Madness of the Horde by Zoey Draven

Chapter Three

He was right,I thought, huddled in the corner of the dark cell, pressing my forehead against the cool stone.

The Dakkari male had been correct in saying I wouldn’t like the Dothikkar’s dungeons. Then again, I assumed that not many would. I had very limited experience with dungeons.

It was cold. And quiet. And dark. However, all these things worked in my favor as I recovered from pushing into that Dakkari’s mind. The things that didn’t work in my favor were the occasional moans from the other prisoners—whom I didn’t see, only heard, but made me jolt with fright every time one of them cried out—the overpowering stench, the lack of food, and the gritty, rough shackles biting into my wrists, bloodying them. I grew queasy from wondering just how many different creatures’ blood had accumulated under the black cuffs.
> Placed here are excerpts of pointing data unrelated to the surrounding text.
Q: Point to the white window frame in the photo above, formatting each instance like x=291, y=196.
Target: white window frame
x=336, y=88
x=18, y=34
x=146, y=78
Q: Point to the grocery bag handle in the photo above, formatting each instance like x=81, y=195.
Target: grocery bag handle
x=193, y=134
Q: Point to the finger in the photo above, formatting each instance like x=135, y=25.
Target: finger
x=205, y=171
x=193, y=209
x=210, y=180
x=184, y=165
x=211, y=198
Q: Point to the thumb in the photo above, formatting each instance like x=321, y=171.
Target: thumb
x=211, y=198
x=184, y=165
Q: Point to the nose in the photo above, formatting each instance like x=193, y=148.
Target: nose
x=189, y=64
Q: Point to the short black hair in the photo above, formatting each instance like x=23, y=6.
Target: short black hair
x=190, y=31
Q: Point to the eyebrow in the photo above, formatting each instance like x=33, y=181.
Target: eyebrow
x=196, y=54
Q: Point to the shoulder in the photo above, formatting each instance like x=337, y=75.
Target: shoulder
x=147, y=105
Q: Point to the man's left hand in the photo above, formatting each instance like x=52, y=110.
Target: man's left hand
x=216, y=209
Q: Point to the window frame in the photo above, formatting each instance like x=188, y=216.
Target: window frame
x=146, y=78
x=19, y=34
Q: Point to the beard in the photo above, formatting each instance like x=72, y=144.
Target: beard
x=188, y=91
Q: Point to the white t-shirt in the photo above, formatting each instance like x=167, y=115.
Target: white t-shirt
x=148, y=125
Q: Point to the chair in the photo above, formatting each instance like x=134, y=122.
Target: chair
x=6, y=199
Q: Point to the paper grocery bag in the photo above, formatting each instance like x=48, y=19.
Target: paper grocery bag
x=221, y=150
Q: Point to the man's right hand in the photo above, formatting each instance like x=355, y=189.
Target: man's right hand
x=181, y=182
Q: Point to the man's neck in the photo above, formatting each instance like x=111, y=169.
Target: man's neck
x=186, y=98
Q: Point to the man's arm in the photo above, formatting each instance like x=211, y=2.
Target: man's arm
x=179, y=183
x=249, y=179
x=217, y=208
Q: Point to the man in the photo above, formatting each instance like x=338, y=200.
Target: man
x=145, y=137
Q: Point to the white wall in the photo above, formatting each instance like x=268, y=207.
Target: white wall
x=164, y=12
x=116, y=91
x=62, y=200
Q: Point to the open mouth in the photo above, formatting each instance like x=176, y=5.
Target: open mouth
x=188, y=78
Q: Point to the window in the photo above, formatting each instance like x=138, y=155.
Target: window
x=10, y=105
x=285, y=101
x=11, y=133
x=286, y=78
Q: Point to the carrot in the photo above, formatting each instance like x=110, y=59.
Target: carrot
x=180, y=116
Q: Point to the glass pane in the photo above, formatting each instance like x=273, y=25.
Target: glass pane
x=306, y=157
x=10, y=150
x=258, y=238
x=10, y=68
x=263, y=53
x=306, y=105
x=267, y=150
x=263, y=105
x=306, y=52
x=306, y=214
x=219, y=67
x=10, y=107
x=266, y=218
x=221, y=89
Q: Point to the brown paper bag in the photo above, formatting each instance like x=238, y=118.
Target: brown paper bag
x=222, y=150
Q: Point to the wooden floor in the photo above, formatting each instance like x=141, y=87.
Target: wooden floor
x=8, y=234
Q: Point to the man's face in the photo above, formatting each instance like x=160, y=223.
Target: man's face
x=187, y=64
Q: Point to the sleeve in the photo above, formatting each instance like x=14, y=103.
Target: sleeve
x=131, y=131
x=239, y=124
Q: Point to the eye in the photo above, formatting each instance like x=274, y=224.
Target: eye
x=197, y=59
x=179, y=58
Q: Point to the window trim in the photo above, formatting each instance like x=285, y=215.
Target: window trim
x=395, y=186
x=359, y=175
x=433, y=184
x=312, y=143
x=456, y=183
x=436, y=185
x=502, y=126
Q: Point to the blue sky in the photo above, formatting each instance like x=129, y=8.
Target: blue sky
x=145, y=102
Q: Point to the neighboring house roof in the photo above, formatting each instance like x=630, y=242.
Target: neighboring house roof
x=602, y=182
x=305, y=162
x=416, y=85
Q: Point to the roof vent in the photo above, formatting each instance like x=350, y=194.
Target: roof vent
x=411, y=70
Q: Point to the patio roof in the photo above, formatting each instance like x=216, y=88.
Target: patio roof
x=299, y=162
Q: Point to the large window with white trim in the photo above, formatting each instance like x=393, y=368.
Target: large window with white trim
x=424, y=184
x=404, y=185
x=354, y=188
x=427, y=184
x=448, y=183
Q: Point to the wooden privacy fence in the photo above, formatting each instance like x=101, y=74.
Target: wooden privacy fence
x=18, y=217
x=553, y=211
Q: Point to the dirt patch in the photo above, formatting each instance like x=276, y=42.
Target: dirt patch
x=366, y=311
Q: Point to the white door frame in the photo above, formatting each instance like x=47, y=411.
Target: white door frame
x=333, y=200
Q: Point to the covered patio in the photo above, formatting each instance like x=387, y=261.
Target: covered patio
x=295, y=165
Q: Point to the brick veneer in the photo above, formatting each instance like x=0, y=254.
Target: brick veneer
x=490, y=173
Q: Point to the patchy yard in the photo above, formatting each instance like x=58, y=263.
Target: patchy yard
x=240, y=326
I closed my eyes, the cold stone soothing my overheated flesh, and thought of Maman. I thought of Viola, my beautiful older sister. I thought of my brothers, Maxen and Eli. They would tell me to be strong, to be brave. But only Maman understood how hard that was for me. They’d always been brave—like my father had been—whereas I didn’t have a brave bone in my entire body.

Sometimes, though I was over a quarter-century old, I still felt like the small child hiding behind my mother’s legs.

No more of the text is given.